Using Null Pointers

A pointer could point to anywhere in the memory installed in your computer, and assignment through a dereferenced pointer means that you could potentially write over sensitive memory used by your operating system, or (through direct memory access) write to memory used by hardware on your machine. However, operating systems will usually give an executable a specific memory range that it can access, and attempts to access memory out of this range will cause an operating system memory access violation.

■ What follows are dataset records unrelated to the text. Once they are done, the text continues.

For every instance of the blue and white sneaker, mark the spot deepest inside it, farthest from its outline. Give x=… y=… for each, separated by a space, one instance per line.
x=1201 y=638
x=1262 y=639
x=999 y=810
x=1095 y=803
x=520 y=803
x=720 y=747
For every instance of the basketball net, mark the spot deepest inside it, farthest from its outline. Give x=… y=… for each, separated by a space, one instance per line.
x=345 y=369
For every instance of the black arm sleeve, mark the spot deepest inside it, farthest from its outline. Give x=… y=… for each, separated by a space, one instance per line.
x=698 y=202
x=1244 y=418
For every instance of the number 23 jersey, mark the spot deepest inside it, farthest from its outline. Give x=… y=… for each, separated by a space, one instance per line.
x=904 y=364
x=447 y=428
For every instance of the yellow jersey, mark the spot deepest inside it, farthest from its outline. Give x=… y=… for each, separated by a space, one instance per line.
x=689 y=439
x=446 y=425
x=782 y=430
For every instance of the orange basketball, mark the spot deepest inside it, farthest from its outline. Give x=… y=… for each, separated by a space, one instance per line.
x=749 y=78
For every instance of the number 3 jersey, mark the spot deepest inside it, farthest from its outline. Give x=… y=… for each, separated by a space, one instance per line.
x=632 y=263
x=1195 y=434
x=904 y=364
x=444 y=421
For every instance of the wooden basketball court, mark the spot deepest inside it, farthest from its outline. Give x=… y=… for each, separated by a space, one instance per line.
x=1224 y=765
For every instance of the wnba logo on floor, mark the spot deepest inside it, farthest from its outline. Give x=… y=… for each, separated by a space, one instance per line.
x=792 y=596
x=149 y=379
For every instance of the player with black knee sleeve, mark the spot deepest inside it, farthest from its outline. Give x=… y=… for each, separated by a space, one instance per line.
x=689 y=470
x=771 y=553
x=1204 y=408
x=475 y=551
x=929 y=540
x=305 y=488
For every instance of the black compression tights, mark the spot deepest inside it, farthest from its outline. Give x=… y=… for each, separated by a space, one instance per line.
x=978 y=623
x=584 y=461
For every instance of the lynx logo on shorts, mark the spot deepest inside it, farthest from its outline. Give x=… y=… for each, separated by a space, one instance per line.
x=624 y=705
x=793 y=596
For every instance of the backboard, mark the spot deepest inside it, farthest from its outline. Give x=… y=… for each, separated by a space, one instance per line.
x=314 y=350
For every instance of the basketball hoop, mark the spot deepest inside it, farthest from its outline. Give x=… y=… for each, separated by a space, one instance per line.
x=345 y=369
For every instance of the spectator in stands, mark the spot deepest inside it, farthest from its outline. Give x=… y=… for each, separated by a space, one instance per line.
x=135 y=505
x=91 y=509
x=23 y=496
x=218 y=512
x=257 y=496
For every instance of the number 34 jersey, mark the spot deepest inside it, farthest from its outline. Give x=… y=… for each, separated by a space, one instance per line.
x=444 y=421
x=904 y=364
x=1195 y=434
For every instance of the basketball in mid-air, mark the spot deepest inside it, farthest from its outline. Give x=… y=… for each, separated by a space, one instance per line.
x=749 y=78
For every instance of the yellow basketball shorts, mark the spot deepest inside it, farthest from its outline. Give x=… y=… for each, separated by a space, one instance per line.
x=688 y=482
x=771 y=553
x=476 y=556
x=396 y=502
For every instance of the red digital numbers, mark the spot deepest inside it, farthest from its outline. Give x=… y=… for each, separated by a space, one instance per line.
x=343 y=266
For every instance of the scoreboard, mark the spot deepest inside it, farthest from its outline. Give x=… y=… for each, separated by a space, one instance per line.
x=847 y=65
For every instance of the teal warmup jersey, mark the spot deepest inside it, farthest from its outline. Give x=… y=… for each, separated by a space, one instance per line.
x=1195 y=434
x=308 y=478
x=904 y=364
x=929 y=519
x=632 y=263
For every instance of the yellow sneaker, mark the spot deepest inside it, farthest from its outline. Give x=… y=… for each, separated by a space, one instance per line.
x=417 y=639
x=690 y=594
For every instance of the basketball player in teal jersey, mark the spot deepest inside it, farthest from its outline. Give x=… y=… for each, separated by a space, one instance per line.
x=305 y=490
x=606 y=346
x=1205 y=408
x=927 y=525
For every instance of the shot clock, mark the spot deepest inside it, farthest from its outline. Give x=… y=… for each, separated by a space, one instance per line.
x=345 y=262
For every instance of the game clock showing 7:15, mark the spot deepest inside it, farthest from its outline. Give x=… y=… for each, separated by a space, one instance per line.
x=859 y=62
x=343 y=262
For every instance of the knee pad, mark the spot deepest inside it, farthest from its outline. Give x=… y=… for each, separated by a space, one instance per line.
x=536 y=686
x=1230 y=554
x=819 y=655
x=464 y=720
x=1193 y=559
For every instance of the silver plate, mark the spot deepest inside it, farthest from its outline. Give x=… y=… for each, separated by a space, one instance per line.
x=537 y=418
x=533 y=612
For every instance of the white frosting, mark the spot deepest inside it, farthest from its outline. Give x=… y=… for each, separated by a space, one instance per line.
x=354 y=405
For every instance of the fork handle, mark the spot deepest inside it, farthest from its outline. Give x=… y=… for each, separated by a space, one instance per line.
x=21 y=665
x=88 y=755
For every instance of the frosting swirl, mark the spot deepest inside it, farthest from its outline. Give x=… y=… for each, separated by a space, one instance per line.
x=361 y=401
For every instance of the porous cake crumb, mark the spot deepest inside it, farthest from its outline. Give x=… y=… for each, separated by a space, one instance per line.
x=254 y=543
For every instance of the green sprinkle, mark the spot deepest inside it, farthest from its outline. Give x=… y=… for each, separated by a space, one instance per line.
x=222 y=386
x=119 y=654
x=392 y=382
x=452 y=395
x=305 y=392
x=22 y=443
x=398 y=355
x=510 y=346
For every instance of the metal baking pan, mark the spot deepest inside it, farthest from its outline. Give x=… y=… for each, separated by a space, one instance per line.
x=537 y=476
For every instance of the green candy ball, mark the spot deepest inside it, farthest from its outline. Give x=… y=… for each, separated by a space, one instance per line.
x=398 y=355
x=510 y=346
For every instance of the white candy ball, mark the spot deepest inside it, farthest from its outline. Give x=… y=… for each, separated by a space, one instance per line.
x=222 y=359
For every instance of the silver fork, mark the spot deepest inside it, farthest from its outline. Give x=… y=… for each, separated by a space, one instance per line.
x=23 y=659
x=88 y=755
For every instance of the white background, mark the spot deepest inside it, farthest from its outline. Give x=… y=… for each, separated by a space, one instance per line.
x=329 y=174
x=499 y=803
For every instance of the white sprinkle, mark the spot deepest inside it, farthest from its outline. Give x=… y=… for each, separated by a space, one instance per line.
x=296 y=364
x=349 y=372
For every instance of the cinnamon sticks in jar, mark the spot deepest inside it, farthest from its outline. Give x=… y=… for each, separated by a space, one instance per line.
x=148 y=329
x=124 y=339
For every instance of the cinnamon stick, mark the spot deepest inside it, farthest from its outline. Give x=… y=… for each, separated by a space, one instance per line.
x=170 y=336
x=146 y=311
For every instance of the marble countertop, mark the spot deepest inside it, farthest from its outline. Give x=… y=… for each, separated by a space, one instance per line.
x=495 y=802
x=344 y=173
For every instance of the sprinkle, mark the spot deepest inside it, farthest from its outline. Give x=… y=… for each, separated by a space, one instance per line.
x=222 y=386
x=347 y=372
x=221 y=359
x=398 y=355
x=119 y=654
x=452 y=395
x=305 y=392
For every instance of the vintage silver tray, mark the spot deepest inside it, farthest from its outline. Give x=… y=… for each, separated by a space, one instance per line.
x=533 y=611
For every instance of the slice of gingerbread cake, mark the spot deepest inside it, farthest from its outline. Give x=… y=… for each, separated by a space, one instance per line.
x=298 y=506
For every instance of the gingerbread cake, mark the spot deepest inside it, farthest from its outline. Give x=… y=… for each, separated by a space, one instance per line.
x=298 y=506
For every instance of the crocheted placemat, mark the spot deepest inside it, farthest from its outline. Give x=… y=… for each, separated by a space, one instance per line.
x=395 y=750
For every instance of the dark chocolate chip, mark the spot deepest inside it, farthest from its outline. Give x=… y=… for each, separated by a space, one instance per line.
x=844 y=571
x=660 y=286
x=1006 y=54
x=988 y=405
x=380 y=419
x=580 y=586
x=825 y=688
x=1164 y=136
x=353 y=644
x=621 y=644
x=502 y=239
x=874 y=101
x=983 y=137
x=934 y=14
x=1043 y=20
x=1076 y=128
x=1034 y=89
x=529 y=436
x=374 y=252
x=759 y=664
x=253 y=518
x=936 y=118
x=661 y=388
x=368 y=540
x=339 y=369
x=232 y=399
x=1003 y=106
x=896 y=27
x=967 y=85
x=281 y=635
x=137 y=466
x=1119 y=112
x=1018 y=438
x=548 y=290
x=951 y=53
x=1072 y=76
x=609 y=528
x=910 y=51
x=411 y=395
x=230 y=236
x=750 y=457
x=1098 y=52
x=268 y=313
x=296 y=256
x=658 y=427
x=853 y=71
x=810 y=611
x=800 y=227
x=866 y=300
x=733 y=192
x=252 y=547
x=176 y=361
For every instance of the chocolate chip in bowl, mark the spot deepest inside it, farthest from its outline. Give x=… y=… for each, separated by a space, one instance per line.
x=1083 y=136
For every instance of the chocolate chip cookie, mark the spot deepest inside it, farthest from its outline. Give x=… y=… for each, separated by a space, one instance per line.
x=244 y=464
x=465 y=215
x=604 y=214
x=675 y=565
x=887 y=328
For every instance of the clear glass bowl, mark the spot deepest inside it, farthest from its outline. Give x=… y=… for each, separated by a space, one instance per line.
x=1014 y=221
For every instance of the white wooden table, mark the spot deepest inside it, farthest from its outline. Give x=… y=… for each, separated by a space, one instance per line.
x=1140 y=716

For this reason, you should almost always obtain pointer values using the & operator or from a call to an operating system function. You should not give a pointer an absolute address. The only exception to this is the C++ constant for an invalid memory address, nullptr:

    int *pi = nullptr; 
// code
int i = 42;
pi = &i;
// code
if (nullptr != pi) cout << *pi << endl;

This code initializes the pointer pi to nullptr. Later in the code, the pointer is initialized to the address of an integer variable. Still later in the code, the pointer is used, but rather than calling it immediately, the pointer is first checked to ensure that it has been initialized to a non-null value. The compiler will check to see if you are about to use a variable that has not been initialized, but if you are writing library code, the compiler will not know whether the callers of your code will use pointers correctly.


The type of constant nullptr is not an integer, it is std::nullptr_t. All pointer types can be implicitly converted to this type, so nullptr can be used to initialize variables of all pointer types.